B. Il 6 maggio 1992 la __________ ha convenuto davanti al Pretore della giurisdizione di Mendrisio Nord i comproprietari della “__________ ” (__________, __________ e __________ __________, __________ e __________ __________, __________ __________, __________ __________, __________ e __________ __________) per ottenere l’iscrizione provvisoria di un’ipoteca legale collettiva (art. 798 cpv. 1 CC) di com-plessivi fr. 103 000.– più interessi al 7% dal 30 marzo 1992 sulle proprietà per piani n. __________–__________3, –, – (appartenenti alla __________), __________ (appartenente a __________ e __________), __________ (appartenente a __________ e __________ __________), __________ (appartenente a __________ __________), __________ (appartenente a __________ __________a e __________ (appartenente a __________ e __________). Il Pretore ha accolto l’istanza senza contraddittorio il 7 maggio 1992 e ha ordinato all’ufficiale del registro fondiario le iscrizioni provvisorie, citando le parti alla discussione del 23 giugno 1992.
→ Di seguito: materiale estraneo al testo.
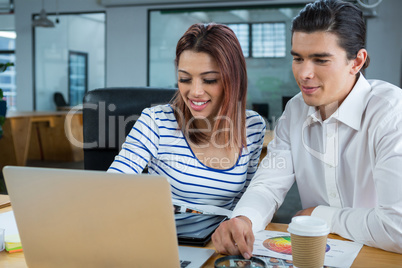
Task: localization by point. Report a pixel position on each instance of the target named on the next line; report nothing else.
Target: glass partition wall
(69, 58)
(264, 34)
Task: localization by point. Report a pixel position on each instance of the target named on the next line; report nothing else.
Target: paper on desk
(7, 222)
(277, 244)
(183, 207)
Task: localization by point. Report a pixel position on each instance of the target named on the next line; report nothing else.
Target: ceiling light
(42, 21)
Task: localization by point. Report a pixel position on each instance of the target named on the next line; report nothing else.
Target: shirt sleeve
(380, 226)
(271, 182)
(140, 146)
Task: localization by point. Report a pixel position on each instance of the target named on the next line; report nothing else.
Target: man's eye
(184, 80)
(321, 61)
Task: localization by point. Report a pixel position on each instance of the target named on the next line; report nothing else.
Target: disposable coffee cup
(308, 237)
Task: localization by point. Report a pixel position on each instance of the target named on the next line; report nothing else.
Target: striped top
(155, 140)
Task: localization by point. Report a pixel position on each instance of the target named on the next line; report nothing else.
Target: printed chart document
(277, 245)
(11, 236)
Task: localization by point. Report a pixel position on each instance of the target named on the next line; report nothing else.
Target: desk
(368, 256)
(40, 135)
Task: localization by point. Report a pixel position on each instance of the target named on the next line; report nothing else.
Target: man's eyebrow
(314, 55)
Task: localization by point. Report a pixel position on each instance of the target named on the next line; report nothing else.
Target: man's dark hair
(338, 17)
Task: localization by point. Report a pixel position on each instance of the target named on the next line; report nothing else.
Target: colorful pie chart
(281, 244)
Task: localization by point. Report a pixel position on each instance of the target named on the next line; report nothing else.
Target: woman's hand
(234, 237)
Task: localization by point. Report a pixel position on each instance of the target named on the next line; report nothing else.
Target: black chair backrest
(108, 116)
(59, 100)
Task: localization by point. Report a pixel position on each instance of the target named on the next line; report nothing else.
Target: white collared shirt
(349, 165)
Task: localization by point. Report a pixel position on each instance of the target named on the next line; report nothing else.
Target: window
(65, 61)
(77, 77)
(7, 78)
(267, 40)
(242, 32)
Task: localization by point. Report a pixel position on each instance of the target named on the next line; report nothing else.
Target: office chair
(108, 116)
(59, 100)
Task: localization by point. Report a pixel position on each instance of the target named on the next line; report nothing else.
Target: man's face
(321, 69)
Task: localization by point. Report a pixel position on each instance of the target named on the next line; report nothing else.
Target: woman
(205, 142)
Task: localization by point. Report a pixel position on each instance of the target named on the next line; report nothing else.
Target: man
(340, 139)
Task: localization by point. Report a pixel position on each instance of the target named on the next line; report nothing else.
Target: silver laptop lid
(80, 218)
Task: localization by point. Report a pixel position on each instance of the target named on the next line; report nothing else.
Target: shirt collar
(351, 110)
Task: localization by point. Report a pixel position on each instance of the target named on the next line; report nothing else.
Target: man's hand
(305, 212)
(234, 237)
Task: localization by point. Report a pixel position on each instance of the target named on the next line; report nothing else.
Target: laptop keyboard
(184, 264)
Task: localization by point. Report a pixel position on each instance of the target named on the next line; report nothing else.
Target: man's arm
(380, 226)
(263, 197)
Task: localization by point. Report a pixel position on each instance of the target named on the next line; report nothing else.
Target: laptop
(81, 218)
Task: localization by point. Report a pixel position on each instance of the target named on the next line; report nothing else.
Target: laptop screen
(196, 229)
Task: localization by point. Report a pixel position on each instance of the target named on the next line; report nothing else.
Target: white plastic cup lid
(308, 226)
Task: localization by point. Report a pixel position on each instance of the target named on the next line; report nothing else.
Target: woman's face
(200, 84)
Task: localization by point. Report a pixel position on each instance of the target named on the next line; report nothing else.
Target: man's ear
(359, 61)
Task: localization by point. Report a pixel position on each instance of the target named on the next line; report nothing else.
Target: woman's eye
(210, 81)
(321, 61)
(184, 80)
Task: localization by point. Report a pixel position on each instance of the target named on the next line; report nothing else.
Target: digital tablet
(196, 229)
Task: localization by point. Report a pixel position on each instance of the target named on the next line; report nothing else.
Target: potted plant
(3, 103)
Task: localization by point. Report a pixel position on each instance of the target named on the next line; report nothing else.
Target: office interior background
(125, 43)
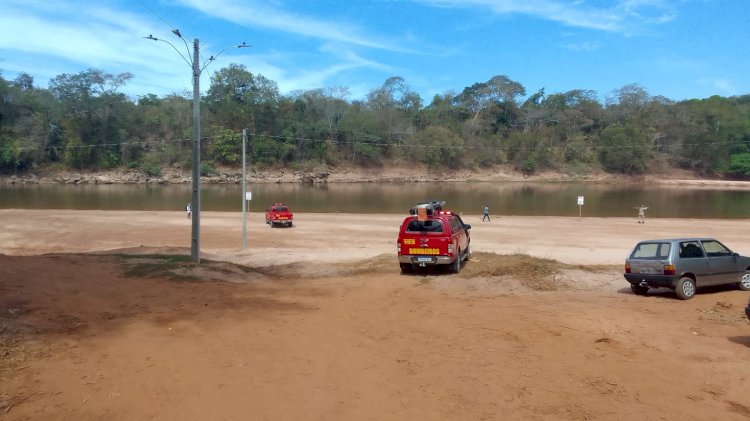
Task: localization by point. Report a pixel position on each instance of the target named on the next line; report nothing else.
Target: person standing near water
(642, 214)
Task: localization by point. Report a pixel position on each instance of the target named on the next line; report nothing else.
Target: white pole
(244, 192)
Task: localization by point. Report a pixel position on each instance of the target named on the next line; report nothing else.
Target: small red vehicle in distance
(279, 214)
(433, 236)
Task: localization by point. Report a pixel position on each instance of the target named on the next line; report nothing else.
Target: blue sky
(679, 49)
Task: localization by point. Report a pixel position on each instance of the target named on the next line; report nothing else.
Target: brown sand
(325, 326)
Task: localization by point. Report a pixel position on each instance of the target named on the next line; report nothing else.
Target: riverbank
(102, 316)
(323, 174)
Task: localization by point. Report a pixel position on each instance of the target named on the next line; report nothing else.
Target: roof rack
(432, 206)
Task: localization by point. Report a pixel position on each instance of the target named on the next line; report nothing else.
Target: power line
(209, 140)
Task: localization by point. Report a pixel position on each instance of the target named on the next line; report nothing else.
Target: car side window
(690, 250)
(651, 251)
(714, 248)
(430, 225)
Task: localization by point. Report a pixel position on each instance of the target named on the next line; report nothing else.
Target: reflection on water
(503, 198)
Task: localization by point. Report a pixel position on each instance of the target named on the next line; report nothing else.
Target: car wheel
(744, 284)
(685, 288)
(455, 267)
(638, 290)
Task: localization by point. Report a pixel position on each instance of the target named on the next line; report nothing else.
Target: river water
(503, 198)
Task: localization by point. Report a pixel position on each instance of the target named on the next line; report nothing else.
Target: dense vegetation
(81, 121)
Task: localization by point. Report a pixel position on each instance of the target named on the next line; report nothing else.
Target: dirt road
(318, 323)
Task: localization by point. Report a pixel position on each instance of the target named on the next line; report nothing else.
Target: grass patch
(533, 272)
(175, 267)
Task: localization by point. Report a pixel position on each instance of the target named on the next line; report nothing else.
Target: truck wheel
(638, 290)
(685, 288)
(455, 267)
(744, 284)
(467, 256)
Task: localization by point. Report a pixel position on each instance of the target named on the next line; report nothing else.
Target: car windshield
(430, 225)
(651, 251)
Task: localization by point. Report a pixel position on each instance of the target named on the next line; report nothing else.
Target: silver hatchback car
(685, 264)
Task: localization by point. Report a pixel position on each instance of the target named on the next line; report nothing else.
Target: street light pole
(195, 244)
(195, 202)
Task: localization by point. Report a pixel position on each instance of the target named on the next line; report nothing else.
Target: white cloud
(582, 46)
(259, 14)
(623, 17)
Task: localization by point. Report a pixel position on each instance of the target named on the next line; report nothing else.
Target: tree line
(81, 121)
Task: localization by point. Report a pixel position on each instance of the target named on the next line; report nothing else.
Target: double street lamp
(195, 203)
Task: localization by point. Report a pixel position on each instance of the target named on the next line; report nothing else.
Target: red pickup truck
(433, 236)
(279, 214)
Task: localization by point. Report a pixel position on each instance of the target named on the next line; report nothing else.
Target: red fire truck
(279, 214)
(430, 236)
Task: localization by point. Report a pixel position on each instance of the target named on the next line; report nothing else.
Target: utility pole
(195, 202)
(244, 191)
(195, 244)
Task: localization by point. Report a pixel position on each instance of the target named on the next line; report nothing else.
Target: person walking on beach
(642, 214)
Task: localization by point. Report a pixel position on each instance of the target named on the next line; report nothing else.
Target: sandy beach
(318, 322)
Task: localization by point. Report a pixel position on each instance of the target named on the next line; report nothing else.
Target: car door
(722, 263)
(692, 259)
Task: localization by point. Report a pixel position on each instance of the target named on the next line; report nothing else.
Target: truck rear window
(430, 225)
(651, 251)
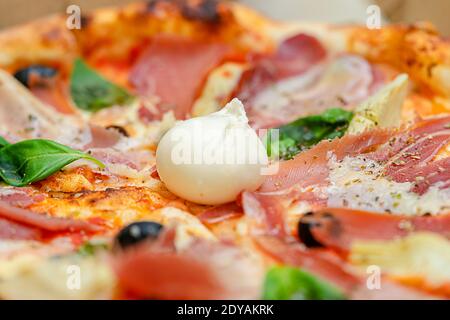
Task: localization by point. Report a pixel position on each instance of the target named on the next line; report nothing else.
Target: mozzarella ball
(211, 159)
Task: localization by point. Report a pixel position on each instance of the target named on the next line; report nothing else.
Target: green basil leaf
(305, 132)
(3, 142)
(92, 92)
(90, 248)
(288, 283)
(29, 161)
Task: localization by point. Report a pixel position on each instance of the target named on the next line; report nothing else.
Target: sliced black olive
(304, 230)
(324, 222)
(35, 75)
(137, 232)
(119, 129)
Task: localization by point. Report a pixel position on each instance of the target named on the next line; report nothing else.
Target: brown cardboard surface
(19, 11)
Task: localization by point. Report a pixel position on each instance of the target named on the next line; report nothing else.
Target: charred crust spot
(119, 129)
(306, 223)
(201, 10)
(198, 10)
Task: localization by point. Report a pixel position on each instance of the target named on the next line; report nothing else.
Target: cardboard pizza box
(14, 12)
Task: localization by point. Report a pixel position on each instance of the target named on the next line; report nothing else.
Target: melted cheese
(422, 255)
(220, 84)
(358, 183)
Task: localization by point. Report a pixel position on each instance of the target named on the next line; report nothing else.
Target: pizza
(337, 136)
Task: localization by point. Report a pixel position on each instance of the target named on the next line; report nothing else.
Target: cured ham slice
(293, 57)
(220, 213)
(15, 231)
(407, 156)
(173, 69)
(202, 271)
(33, 119)
(299, 80)
(310, 167)
(339, 228)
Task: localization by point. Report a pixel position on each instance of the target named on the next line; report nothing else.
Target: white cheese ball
(211, 159)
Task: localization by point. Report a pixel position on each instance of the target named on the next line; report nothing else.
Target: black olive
(304, 230)
(42, 73)
(137, 232)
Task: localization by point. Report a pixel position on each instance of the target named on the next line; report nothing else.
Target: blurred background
(437, 11)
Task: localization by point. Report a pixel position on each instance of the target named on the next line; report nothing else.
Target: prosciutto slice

C. Il 9 giugno 1992 i convenuti __________ e __________ __________ hanno denunciato la lite a __________ __________, che aveva venduto loro la proprietà per piani n. __________6. Non risulta che tale denuncia sia stata intimata al destinatario. All’udienza del 23 giugno 1993 le parti hanno deciso concordemente di gravare le singole proprietà per piani in proporzione al loro valore, modificando in tal modo l’iscrizione avvenuta senza contraddittorio. La discussione sull’ iscrizione provvisoria è stata rinviata a un’altra data. Il Pretore ha ordinato all’ufficiale del registro fondiario, il 25 giugno 1992, la modifica dell’iscrizione così come concordata all’udienza.
D. Al contraddittorio del 13 ottobre 1992, indetta per discutere le iscrizioni provvisorie sulle singole proprietà per piani, l’istante ha chiesto al Pretore di confermare quanto già ordinato. I convenuti si sono opposti. , in particolare, ha fatto valere che la ditta istante aveva ricevuto dalla __________ tre acconti per complessivi fr. 100 000.– proprio con riferimento alla “ ” (fr. 20 000.– il 30 settembre 1991, fr. 50 000.– il 6 novembre 1991 e fr. 30 000.– il 23 dicembre 1991: doc. Q, R e S). La __________ ha replicato che tali versamenti sono stati destinati alla copertura di altri debiti della __________, già da tempo scaduti. __________ ha mantenuto la propria eccezione.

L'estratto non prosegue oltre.